蒋得城大笑点头,褪了身上女子的衣服,抱着往床榻上走,

“还是胭儿最懂老夫的心,此事就这样定了!”

第二卷035 再遇明鸾

第二日蒋得城便派人悄悄将五万两税银运了出去。

不到傍晚,这五万两银子便到了君澈手中,又让人兑换了金锭,藏匿于他在上京另一处别苑中。

心中大石落地,君澈兴奋的一夜未睡,第二日迫不及待的便去告诉了二白。

二白正坐在院子里的躺椅上眯眼假寐,听他说银子筹齐了,睁开眼,半是恭维半是嘲讽的笑道,“果然是君府二公子,五万两银子,一日便齐了!”

君澈笑的得意,翩翩摇着纸扇,“那是,你不是说本公子的朋友都是狐朋狗友,本公子便让你瞧瞧!”

二白看了看渐渐烈的阳光,抬手在眉上一遮,自语道,“这天儿越来越热了呢!”

“热啊?”君澈问了一句,想也未想,走到二白身后拿了楠木嵌金玉的白纸扇为她扇风,“凉快了没有?”

果子正拿着团扇出来,站在廊下便看到之前不可一世的君二爷正拿着扇子伺候她们家小姐,浑身抖了一下,对她家小姐的敬佩之心又上升了一层,她转身又回了屋。

君二爷伺候人的手法虽然生疏了一点,但二白勉强受了,端着茶盏浅浅抿了一口,随意的问道,“说来听听,到底是哪个狐朋狗友帮了你?”

“明文璟,静安侯府的公子,你不认识!”君澈一边摇着扇子,一边随口答道。

“原来是侯府公子,怪不得!”二白恍然一声,突然语气一转,嗤道,“说起来你还是摄政王家的公子呢,竟不如侯府的一个庶子,人家五万两银子说拿出来就拿出来,看看你,憋的跟个王八似的,啧啧!”
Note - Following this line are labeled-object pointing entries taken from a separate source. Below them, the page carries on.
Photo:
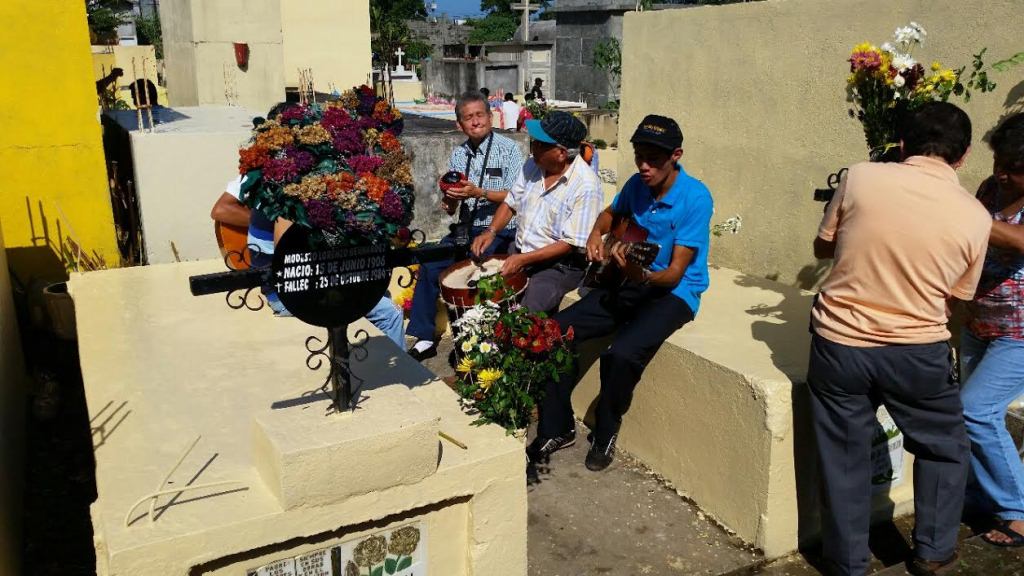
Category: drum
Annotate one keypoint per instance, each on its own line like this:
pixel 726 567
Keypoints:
pixel 458 284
君澈顿时脸色一青,唰的收了纸扇,哼声道,“你知道什么?他一个庶子哪有那么银子,不过是依仗他舅父在户部,拿了税银出来、”

说罢自觉失言,忙闭了口。

二白挑眉道,“税银?”

君澈坐在椅子上,无谓的笑道,“得,告诉你也没什么,这银子的确是税银,不过本公子就是借用几日,等手头宽裕了,还是会还回去的!”

二白嘴角牵起,淡淡点头,“这明府少爷对二爷果然是真爱,宁肯冒贪污税银的罪名也要帮你,二爷万万不可辜负这片情义才是。”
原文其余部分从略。